Sunday, July 03, 2011
I was trading in the S&P pit at the Chicago Mercantile Exchange on the day the Berlin Wall fell. I had a sense that something truly historical was taking place—it would have been impossible not to—but with the pressure of the session and a newborn baby whom I couldn’t wait to get home to, I didn’t stop to grasp the enormity of the events that were unfolding.
It wasn’t until I spoke with my father, an Armenian immigrant who loved the United States more than anyone I’ve ever known, that the big picture came into focus.
“America won,” he said.
Sounds simple, but it was really quite profound. He wasn’t talking about one army vanquishing another. He wasn’t talking about the arms race or the space race or any of the hot conflicts that erupted during the 50-year Cold War. He was talking about an idea.
This was a man whose parents survived the Turks but lost 40 members of their family. A man who experienced terrible loss and religious persecution first hand. A man who waited seven years to come to this country as a refugee and kissed the ground when he arrived.
My father was a man who truly cherished his inalienable rights and never took them for granted a day in his life.
He was talking about an idea because, to him, America itself was an idea. On November 9, 1989, communism became a failed experiment. The American experiment would carry on. We had just won the ideological war.
Like in any war, to the victor goes the spoils. But since this was a different kind of war, there was also a different kind of prize. Instead of cultural artifacts or new territories, the reward was more abstract: an entire world that would soon be open for business.
No longer would the entrepreneurial spirit that made this country great be contained by our borders. America was free to export the twin miracles of democracy and capitalism to every corner of the world.
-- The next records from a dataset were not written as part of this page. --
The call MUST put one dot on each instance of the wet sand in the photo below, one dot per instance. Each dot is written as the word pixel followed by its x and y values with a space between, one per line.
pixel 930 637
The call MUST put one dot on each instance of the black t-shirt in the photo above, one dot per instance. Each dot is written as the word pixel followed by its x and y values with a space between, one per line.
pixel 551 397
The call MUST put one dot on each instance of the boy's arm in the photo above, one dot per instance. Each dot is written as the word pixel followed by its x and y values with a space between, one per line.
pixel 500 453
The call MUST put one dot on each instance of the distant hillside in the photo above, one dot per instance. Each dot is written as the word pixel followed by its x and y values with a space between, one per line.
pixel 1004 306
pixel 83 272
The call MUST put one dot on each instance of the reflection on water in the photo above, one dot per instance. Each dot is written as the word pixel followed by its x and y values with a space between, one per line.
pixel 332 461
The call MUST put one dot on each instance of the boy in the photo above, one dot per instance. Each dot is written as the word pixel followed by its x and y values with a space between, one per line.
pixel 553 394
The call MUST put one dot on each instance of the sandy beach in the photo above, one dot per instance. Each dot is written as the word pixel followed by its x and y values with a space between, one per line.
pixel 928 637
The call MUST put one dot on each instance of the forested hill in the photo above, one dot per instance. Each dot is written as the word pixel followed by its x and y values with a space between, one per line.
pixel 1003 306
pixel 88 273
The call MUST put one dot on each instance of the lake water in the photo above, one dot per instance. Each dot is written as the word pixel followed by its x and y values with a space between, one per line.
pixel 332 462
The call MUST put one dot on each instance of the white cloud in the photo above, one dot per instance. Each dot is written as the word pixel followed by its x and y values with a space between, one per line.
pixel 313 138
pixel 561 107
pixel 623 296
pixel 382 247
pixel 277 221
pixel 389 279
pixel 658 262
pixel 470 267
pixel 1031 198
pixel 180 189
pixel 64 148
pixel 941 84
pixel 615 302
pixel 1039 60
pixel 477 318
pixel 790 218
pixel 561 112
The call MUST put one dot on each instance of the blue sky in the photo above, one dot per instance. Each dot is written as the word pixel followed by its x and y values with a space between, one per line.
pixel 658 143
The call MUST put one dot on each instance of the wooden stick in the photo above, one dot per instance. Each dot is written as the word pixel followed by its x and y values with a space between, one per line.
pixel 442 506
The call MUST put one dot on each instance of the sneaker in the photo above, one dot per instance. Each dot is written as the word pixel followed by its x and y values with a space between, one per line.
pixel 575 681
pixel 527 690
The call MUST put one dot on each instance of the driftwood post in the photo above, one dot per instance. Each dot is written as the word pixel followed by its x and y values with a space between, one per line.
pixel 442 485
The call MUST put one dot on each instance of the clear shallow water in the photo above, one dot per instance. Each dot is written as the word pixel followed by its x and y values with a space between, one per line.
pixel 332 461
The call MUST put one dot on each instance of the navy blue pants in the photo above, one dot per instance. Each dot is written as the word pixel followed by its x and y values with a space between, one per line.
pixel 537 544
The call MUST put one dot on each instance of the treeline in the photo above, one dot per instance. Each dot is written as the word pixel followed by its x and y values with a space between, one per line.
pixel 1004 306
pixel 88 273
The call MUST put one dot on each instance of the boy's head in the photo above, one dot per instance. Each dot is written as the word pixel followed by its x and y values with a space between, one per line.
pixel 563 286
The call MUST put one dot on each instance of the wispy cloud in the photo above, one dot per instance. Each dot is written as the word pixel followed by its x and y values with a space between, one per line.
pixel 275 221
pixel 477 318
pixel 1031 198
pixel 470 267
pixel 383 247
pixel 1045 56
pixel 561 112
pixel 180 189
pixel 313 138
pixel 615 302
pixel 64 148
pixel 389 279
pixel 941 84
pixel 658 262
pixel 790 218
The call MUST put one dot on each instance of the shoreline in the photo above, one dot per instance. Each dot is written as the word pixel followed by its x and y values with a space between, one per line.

And export we did. In the 22 years since capitalism triumphed, just about every country on Earth has embraced a U.S.-style freemarket economy—and with passionate enthusiasm at that. Corporations are reporting record earnings thanks to exploding consumer demand in emerging markets that were barely on the radar 30 years ago—places like Brazil, India and China (which is communist in name only). Social mobility, the great ancillary effect of a free market, has not only created a middle-class consumer culture in those places, it’s actually created wealth.
Growing up, I always considered the golden age of capitalism to be that post-World War II period of expansion. But it wasn’t. The golden age of capitalism is in front of us.
As the global growth story continues at a break-neck clip, we find ourselves in the relative infancy of what I believe will be a prolonged period of prosperity. Looking back in history, as the Jesuits at Loyola University taught me to do, the Pax Romana—a 200-year stretch of tranquility and plenty throughout the Roman Empire that followed the fall of Athens—immediately comes to mind. Today, the entire world—including our former enemies in China and Russia—has decided our way is the right way. They’ve taken our invention and run with it. The conditions of opportunity that once only existed in the United States now exist all over the globe. And those conditions will only grow more favorable going forward.
Why, then, is my fellow Chicagoan trying to rebuild those walls of socialism?
By embracing policy that favors higher taxes, increased regulation and protectionism, the Obama administration has spent two years systematically dismantling everything this country has been building since the Founding Fathers unleashed their libertarian concept of enlightened self interest 250 years ago.
Earlier, I mentioned Pax Romana and how this period in front of us echoes that era. Take a look at what one of the early architects of that earlier golden age, the political philosopher and statesman Marcus Tullius Cicero, had to say about the way government should be run:
The national budget must be balanced. The public debt must be reduced; the arrogance of the authorities must be moderated and controlled. Payments to foreign governments must be reduced, if the nation doesn't want to go bankrupt. People must again learn to work, instead of living on public assistance.This was written in 55 B.C., but it’s as true today as it was then. A diminishing usefulness of the private sector and the redistributingof wealth by a bloated central government is unacceptable and should be resolutely resisted by every American.
The golden age of capitalism, what I believe will be our finest hour, is in front of us. We know that an occasional liberal in the White House cannot destroy the American entrepreneurial spirit, but we still muststand together to defend it.
America, today, is in its rightful place as the leader of a free-market world. We conquered our adversaries and created a new order. The entire world is open for business.
The time has come to finally enjoy those spoils of war.